A Data-Driven Approach to SAR Data-Focusing

Sensors (Basel). 2019 Apr 6;19(7):1649. doi: 10.3390/s19071649.

Abstract

Synthetic Aperture RADAR (SAR) is a radar imaging technique in which the relative motion of the sensor is used to synthesize a very long antenna and obtain high spatial resolution. Several algorithms for SAR data-focusing are well established and used by space agencies. Such algorithms are model-based, i.e., the radiometric and geometric information about the specific sensor must be well known, together with the ancillary data information acquired on board the platform. In the development of low-cost and lightweight SAR sensors, to be used in several application fields, the precise mission parameters and the knowledge of all the specific geometric and radiometric information about the sensor might complicate the hardware and software requirements.
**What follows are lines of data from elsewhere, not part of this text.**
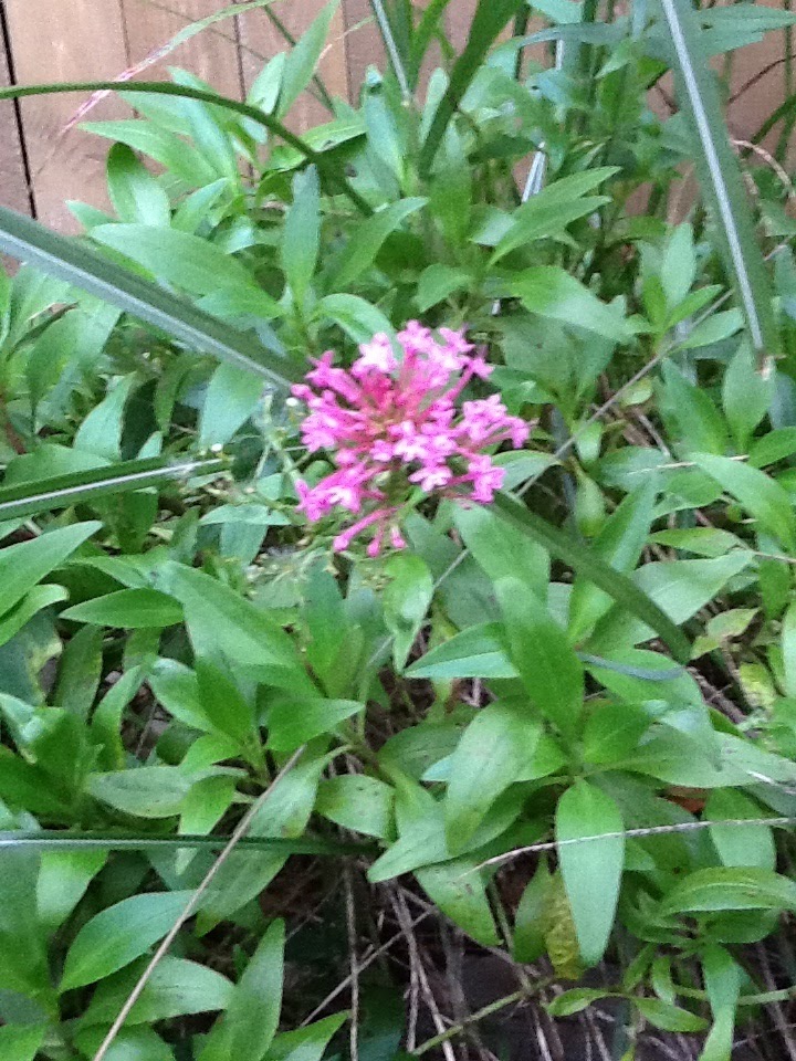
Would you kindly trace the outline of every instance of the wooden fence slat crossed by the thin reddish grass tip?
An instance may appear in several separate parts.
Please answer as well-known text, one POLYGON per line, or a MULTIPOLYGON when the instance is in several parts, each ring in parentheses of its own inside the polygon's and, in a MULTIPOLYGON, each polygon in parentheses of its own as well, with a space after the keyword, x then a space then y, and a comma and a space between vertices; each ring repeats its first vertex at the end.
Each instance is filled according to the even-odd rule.
MULTIPOLYGON (((143 62, 186 25, 214 14, 223 0, 122 0, 130 65, 143 62)), ((143 77, 166 77, 169 66, 181 66, 207 81, 222 96, 240 99, 242 81, 237 19, 223 19, 180 44, 143 77)))

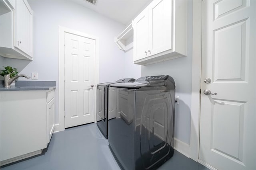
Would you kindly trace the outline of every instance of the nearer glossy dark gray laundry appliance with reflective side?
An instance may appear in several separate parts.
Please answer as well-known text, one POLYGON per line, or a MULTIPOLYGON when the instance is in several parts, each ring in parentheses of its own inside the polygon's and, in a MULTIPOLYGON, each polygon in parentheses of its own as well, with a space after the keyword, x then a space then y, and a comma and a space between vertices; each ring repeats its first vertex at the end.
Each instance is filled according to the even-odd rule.
POLYGON ((116 117, 108 121, 108 143, 124 170, 153 170, 174 154, 175 82, 147 76, 110 84, 117 92, 116 117))

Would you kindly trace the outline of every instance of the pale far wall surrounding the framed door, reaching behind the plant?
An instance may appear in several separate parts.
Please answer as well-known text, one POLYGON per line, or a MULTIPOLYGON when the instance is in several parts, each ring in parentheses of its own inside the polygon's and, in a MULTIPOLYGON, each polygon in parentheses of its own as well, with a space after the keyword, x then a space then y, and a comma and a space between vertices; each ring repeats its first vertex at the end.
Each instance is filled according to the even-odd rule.
POLYGON ((32 0, 29 4, 34 11, 34 59, 26 61, 1 57, 1 69, 10 65, 17 67, 20 74, 31 76, 32 72, 38 72, 38 80, 56 81, 55 120, 58 123, 59 26, 99 37, 99 82, 110 82, 124 77, 124 52, 118 49, 114 37, 123 31, 125 25, 72 1, 32 0))

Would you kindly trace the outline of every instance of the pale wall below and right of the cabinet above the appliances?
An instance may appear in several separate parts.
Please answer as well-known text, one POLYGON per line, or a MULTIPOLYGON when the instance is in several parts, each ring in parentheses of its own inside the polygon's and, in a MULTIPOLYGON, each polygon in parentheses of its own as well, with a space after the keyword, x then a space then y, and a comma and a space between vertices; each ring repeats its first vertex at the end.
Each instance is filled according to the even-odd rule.
POLYGON ((193 2, 188 1, 188 55, 161 63, 142 66, 142 76, 168 74, 174 78, 176 96, 180 96, 180 104, 175 105, 175 137, 188 145, 190 144, 191 119, 192 7, 193 2))

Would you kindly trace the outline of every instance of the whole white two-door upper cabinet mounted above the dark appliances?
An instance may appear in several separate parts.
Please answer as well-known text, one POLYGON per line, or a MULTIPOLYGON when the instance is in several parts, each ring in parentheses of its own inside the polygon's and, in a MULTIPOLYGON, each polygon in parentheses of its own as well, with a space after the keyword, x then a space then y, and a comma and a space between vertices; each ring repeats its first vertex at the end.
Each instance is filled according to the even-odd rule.
POLYGON ((186 56, 186 1, 154 0, 133 21, 134 63, 186 56))

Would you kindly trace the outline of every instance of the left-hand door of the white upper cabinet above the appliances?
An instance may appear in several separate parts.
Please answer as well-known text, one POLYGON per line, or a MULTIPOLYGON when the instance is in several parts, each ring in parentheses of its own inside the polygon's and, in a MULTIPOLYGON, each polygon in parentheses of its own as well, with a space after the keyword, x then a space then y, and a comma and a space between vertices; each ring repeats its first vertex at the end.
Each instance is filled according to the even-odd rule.
POLYGON ((148 10, 142 11, 133 21, 134 60, 148 56, 148 10))

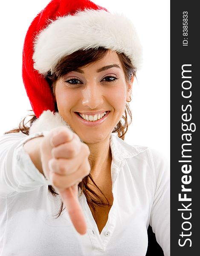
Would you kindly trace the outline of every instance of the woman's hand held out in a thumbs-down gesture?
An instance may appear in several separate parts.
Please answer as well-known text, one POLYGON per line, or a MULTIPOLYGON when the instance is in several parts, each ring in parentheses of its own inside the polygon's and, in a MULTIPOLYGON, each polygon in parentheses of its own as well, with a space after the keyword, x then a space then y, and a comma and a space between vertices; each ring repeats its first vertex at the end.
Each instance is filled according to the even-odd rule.
POLYGON ((90 173, 90 150, 67 127, 52 129, 41 143, 43 173, 61 195, 75 229, 87 231, 86 221, 78 201, 78 183, 90 173))

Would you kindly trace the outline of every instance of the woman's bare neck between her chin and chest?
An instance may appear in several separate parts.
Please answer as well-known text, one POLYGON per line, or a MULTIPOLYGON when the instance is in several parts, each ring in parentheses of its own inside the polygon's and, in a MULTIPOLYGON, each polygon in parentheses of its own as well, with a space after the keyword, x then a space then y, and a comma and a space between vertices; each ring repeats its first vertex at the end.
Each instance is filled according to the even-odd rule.
POLYGON ((110 149, 110 137, 106 138, 100 143, 87 144, 90 148, 90 157, 92 163, 91 175, 95 180, 110 174, 110 167, 112 162, 112 154, 110 149))

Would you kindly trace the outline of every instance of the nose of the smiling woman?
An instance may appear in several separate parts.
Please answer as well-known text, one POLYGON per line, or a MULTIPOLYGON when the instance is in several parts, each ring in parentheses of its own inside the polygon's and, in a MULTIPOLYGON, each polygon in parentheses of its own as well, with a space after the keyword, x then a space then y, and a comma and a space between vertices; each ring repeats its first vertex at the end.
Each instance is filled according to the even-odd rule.
POLYGON ((102 105, 104 102, 102 89, 98 86, 98 84, 95 84, 95 82, 87 84, 82 93, 82 105, 91 109, 98 108, 98 106, 102 105))

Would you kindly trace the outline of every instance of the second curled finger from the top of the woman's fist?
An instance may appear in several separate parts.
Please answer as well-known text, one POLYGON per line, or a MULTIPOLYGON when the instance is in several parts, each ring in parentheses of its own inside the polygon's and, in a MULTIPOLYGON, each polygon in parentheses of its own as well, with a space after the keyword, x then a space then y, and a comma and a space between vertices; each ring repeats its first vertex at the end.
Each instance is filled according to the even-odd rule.
POLYGON ((63 143, 57 147, 52 148, 52 157, 55 158, 72 158, 80 153, 81 142, 73 139, 70 142, 63 143))

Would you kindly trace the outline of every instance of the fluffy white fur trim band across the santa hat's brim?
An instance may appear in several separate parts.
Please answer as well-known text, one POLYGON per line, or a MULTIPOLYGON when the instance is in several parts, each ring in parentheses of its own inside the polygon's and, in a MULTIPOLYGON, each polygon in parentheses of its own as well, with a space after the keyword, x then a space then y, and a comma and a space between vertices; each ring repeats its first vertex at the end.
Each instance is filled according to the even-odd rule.
POLYGON ((138 69, 142 46, 133 23, 123 14, 85 10, 59 17, 35 39, 34 68, 46 75, 58 61, 79 49, 105 47, 123 52, 138 69))

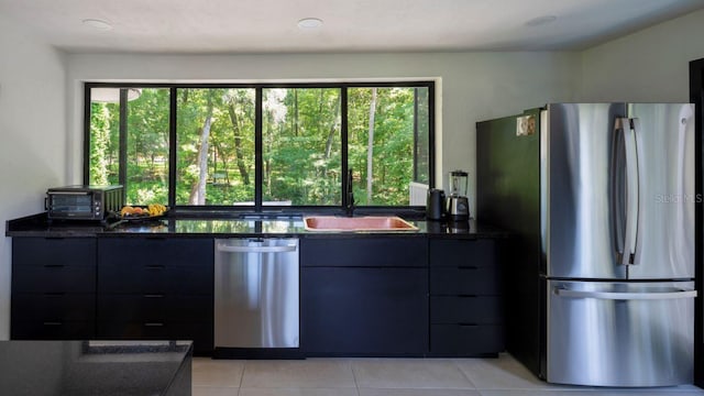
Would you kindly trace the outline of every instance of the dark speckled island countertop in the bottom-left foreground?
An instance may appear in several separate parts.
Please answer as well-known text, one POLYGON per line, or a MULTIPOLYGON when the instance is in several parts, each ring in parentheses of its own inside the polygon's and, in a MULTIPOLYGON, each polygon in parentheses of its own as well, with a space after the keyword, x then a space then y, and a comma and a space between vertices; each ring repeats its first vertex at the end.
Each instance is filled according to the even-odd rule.
POLYGON ((0 367, 3 395, 189 395, 191 342, 0 341, 0 367))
Despite SAR data processing being a well-established imaging technique, the proposed algorithm aims to exploit the SAR coherent illumination, demonstrating the possibility of extracting the reference functions, both in range and azimuth directions, when a strong point scatterer (either natural or manmade) is present in the scene. The Singular Value Decomposition is used to exploit the inherent redundancy present in the raw data matrix, and phase unwrapping and polynomial fitting are used to reconstruct clean versions of the reference functions. Fairly focused images on both synthetic and real raw data matrices without the knowledge of mission parameters and ancillary data information can be obtained; as a byproduct, azimuth beam pattern and estimates of a few other parameters have been extracted from the raw data itself. In a previous paper, authors introduced a preliminary work dealing with this problem and able to obtain good-quality images, if compared to the standard processing techniques. In this work, the proposed technique is described, and performance parameters are extracted to compare the proposed approach to RD, showing good adherence of the focused images and pulse responses.

Keywords: SAR data-focusing; SAR system; Singular Value Decomposition; blind deconvolution; computational modeling; efficient focusing of SAR data; inverse problem; parameter estimation; remote sensing; signal processing; synthetic aperture radar.